Cost control starts with a code commit

Why FinOps begins with developers

Cost optimisation is often seen as an operational task—left for DevOps or FinOps teams who analyze cloud bills long after the infrastructure is provisioned. However, true cost efficiency begins much earlier: with the code developers write and the architectural choices embedded in every commit.

Even the smallest decisions can have a significant impact on costs and create a bad influence on the team's culture and future development.

The bad habits of making temporary things "just for a while"

Recently, I was reviewing log patterns in Datadog, and I noticed a lot of log entries that didn't seem to be carrying any useful information. It was just a printout of the x-forwarded-for header without any additional context.

After digging into the application code, I found that it was committed almost 6 months ago for debugging purposes and was never removed.

def get_ip_from_request(request: Request) -> str:
    if h := request.headers.get("x-forwarded-for"):
        # tmp for debug
        logging.info(f"x-forwarded-for header: {h}")

        # IP addresses are in order (e.g. client, proxy1, proxy2)
        return h.split(",")[0].strip()
    return request.client.host

Why this is a problem at all and what are the consequences?

It all depends on the scale of the application. In this case, the get_ip_from_request function was called around 20 million times per month, which resulted in an additional 120 million log entries during the period it was in the codebase.

The most important thing is, of course, the costs. Datadog charges $3.75 per 1 million logs indexed with a 30-day retention period. So the cost of this temporary debugging code was around $75 per month, totaling $450 over the 6-month period.

And that's only for a 30-day retention period. If logs were kept for 60 days (the price for this is individual per contract, but it's ~1.5x the 30-day rate), the cost would be $112.5 per month and $675 for half a year. With a 90-day retention period (price per million is around 2.3x the 30-day rate), the cost would go up to $172.5 monthly and $1035 in total.

The second issue is log hygiene. Excessive noise leads to lower-quality logs. During incident response, it's much harder to find the root cause of a problem if there are a lot of logs that are not relevant to the incident. It's like finding a needle in a haystack.

What could be done better and how to prevent this from happening?

First of all, if such debug information is needed, it should be added with the proper log level, so it's not just a temporary code snippet that will be forgotten.

def get_ip_from_request(request: Request) -> str:
    if h := request.headers.get("x-forwarded-for"):
        logging.debug(f"x-forwarded-for header: {h}")
        return h.split(",")[0].strip()
    return request.client.host

Thanks to this, the log entries would be generated only when the debug level is enabled, and the costs would be significantly lower. Most likely, the costs would be close to zero, as DEBUG level logs are, in most cases, not enabled in production environments.

The other step is to have a safety net in place. Even if production is set to the DEBUG level, there should be filtering on the logging backend side that excludes such logs from indexing, allowing you only to live tail them.

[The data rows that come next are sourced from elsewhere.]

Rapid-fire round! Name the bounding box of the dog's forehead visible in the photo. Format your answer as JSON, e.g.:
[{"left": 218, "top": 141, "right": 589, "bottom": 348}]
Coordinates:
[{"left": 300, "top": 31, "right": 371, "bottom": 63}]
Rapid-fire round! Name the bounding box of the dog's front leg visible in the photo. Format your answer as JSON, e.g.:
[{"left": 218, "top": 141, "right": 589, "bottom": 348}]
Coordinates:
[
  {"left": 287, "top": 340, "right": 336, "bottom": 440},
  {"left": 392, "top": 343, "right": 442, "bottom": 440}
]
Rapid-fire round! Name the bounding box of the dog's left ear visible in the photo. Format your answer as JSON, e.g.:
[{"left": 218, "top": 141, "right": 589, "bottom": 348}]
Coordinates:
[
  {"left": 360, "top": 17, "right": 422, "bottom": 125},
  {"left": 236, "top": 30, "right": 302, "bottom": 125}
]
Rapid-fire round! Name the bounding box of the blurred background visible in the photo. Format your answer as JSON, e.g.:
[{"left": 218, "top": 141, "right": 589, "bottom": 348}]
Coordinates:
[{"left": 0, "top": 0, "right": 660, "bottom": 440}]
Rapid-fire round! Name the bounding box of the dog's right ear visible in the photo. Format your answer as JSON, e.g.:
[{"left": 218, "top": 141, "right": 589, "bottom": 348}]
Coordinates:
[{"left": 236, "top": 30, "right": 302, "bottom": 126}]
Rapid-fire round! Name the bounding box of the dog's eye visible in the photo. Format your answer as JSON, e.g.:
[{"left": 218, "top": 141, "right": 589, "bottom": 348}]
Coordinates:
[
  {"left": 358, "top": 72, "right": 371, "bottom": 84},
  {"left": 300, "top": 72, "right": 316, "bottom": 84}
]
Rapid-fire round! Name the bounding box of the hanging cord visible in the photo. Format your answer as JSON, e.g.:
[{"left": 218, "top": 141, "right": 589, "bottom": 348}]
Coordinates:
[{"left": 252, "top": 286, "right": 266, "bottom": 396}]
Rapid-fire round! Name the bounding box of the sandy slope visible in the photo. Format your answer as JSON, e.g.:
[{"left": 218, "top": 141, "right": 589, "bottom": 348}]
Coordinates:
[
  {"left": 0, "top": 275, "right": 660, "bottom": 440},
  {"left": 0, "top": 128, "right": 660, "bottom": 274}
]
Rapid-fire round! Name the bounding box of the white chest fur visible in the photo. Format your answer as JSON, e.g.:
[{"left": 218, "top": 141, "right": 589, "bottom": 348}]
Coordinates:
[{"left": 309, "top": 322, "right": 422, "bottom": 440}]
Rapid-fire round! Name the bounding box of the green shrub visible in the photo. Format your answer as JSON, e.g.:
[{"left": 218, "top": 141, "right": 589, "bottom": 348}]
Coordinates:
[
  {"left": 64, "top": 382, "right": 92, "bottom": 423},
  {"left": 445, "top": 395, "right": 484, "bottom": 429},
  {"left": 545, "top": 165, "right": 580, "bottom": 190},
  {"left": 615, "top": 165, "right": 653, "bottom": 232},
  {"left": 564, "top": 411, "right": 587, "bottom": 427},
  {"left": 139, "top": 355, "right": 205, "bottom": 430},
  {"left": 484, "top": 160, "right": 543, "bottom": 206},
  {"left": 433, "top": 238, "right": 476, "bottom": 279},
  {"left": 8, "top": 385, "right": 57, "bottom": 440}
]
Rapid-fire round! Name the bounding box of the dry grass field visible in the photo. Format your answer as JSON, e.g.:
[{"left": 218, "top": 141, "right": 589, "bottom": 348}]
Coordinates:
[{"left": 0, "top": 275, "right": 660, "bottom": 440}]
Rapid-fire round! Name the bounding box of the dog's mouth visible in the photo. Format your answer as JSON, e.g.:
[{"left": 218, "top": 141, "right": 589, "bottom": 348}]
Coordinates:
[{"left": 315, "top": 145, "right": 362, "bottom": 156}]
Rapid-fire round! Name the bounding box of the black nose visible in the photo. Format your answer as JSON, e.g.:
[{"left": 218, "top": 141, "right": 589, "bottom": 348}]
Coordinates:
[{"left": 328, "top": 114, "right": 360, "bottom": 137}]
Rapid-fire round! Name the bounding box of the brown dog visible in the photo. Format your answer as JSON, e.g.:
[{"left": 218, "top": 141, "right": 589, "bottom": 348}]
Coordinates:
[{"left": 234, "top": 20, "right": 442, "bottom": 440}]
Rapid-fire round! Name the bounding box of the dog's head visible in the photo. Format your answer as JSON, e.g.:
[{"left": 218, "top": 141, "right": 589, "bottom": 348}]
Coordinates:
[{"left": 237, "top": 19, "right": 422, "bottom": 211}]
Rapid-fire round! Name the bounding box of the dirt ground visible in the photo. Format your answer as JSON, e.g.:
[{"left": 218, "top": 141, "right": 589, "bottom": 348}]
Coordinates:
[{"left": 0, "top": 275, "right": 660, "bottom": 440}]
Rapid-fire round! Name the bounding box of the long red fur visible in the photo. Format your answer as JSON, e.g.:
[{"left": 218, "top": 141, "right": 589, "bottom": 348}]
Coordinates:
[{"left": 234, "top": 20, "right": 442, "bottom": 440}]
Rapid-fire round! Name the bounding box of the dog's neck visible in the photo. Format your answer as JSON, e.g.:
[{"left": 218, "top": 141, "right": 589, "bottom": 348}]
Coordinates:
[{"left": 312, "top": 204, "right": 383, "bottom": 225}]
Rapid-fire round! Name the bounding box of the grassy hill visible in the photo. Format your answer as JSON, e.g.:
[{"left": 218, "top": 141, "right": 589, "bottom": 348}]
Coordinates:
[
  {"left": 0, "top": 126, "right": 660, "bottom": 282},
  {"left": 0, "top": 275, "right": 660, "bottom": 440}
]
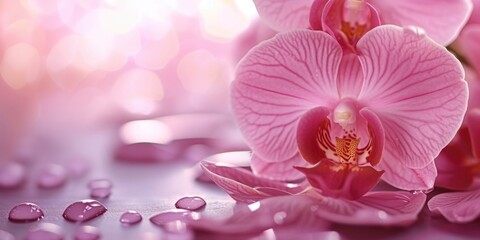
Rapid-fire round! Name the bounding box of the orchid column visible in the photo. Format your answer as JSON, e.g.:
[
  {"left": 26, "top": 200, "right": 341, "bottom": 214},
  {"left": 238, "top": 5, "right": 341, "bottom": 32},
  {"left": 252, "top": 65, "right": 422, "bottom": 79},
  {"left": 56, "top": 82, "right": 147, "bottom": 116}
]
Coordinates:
[{"left": 198, "top": 0, "right": 471, "bottom": 227}]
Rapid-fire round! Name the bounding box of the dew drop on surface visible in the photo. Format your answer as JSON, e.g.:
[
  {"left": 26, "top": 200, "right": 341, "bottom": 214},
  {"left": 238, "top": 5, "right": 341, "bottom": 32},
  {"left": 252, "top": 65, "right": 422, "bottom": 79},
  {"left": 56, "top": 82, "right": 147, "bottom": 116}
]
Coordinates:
[
  {"left": 90, "top": 188, "right": 112, "bottom": 198},
  {"left": 0, "top": 230, "right": 15, "bottom": 240},
  {"left": 25, "top": 223, "right": 64, "bottom": 240},
  {"left": 37, "top": 164, "right": 67, "bottom": 188},
  {"left": 63, "top": 199, "right": 107, "bottom": 222},
  {"left": 120, "top": 211, "right": 143, "bottom": 224},
  {"left": 8, "top": 203, "right": 44, "bottom": 222},
  {"left": 74, "top": 226, "right": 101, "bottom": 240},
  {"left": 175, "top": 196, "right": 207, "bottom": 211},
  {"left": 0, "top": 162, "right": 26, "bottom": 188}
]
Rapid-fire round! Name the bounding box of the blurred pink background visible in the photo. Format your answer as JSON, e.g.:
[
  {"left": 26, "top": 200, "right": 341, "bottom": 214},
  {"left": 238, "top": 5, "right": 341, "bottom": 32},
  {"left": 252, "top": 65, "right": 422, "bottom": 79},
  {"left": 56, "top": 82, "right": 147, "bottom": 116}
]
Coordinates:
[{"left": 0, "top": 0, "right": 257, "bottom": 161}]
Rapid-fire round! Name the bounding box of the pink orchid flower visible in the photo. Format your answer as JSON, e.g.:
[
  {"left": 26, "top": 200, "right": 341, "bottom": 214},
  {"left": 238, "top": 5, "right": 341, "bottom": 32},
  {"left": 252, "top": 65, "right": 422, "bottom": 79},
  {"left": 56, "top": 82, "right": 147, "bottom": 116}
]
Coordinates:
[
  {"left": 199, "top": 153, "right": 426, "bottom": 227},
  {"left": 254, "top": 0, "right": 472, "bottom": 45},
  {"left": 428, "top": 109, "right": 480, "bottom": 223},
  {"left": 232, "top": 26, "right": 468, "bottom": 194}
]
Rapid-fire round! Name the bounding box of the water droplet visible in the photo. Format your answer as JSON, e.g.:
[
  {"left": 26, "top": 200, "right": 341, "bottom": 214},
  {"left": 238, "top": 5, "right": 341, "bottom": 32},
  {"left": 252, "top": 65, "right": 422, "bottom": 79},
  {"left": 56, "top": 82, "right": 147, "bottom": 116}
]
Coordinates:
[
  {"left": 410, "top": 188, "right": 433, "bottom": 194},
  {"left": 0, "top": 230, "right": 15, "bottom": 240},
  {"left": 8, "top": 203, "right": 44, "bottom": 222},
  {"left": 25, "top": 223, "right": 64, "bottom": 240},
  {"left": 273, "top": 212, "right": 287, "bottom": 225},
  {"left": 63, "top": 199, "right": 107, "bottom": 222},
  {"left": 0, "top": 162, "right": 26, "bottom": 188},
  {"left": 175, "top": 196, "right": 207, "bottom": 211},
  {"left": 74, "top": 226, "right": 101, "bottom": 240},
  {"left": 150, "top": 209, "right": 191, "bottom": 227},
  {"left": 87, "top": 179, "right": 113, "bottom": 189},
  {"left": 120, "top": 211, "right": 143, "bottom": 224},
  {"left": 37, "top": 164, "right": 67, "bottom": 188}
]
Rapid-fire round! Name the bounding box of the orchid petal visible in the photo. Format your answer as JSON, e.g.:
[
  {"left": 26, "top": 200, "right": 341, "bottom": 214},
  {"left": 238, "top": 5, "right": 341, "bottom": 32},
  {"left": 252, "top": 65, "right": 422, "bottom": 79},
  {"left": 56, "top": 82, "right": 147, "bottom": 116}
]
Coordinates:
[
  {"left": 308, "top": 191, "right": 426, "bottom": 226},
  {"left": 466, "top": 108, "right": 480, "bottom": 159},
  {"left": 357, "top": 26, "right": 468, "bottom": 169},
  {"left": 378, "top": 152, "right": 437, "bottom": 190},
  {"left": 251, "top": 154, "right": 306, "bottom": 181},
  {"left": 295, "top": 159, "right": 383, "bottom": 200},
  {"left": 428, "top": 190, "right": 480, "bottom": 223},
  {"left": 186, "top": 195, "right": 329, "bottom": 239},
  {"left": 455, "top": 23, "right": 480, "bottom": 78},
  {"left": 435, "top": 153, "right": 474, "bottom": 190},
  {"left": 200, "top": 161, "right": 304, "bottom": 202},
  {"left": 253, "top": 0, "right": 314, "bottom": 32},
  {"left": 467, "top": 0, "right": 480, "bottom": 25},
  {"left": 297, "top": 107, "right": 330, "bottom": 164},
  {"left": 360, "top": 108, "right": 385, "bottom": 166},
  {"left": 309, "top": 0, "right": 332, "bottom": 30},
  {"left": 369, "top": 0, "right": 472, "bottom": 45},
  {"left": 337, "top": 54, "right": 363, "bottom": 99},
  {"left": 232, "top": 30, "right": 342, "bottom": 162}
]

It would be even better to have alerting set up for such cases. For example, if there are more than 1000 log entries with a DEBUG level from the same logger in a short period of time, an alert should be sent to the team.

Conclusion

To prevent these kinds of costly mistakes and stop money from leaking through unoptimized code, organizations must focus on three core areas:

Developer education: Engineers need to understand the financial impact of their code. With proper training on cloud pricing models and observability costs, they can take full responsibility for the architectural and debugging decisions they make.
Regular log reviews: Teams should hold recurring sessions to review log volumes, identify repeating or noisy patterns, and clean them up before they compound into massive bills.
Automated alerting: The most important step after remediating a costly pattern is to ensure it doesn't return. Setting up proper alerting for unusual spikes in log volume or specific log levels acts as a critical safety net.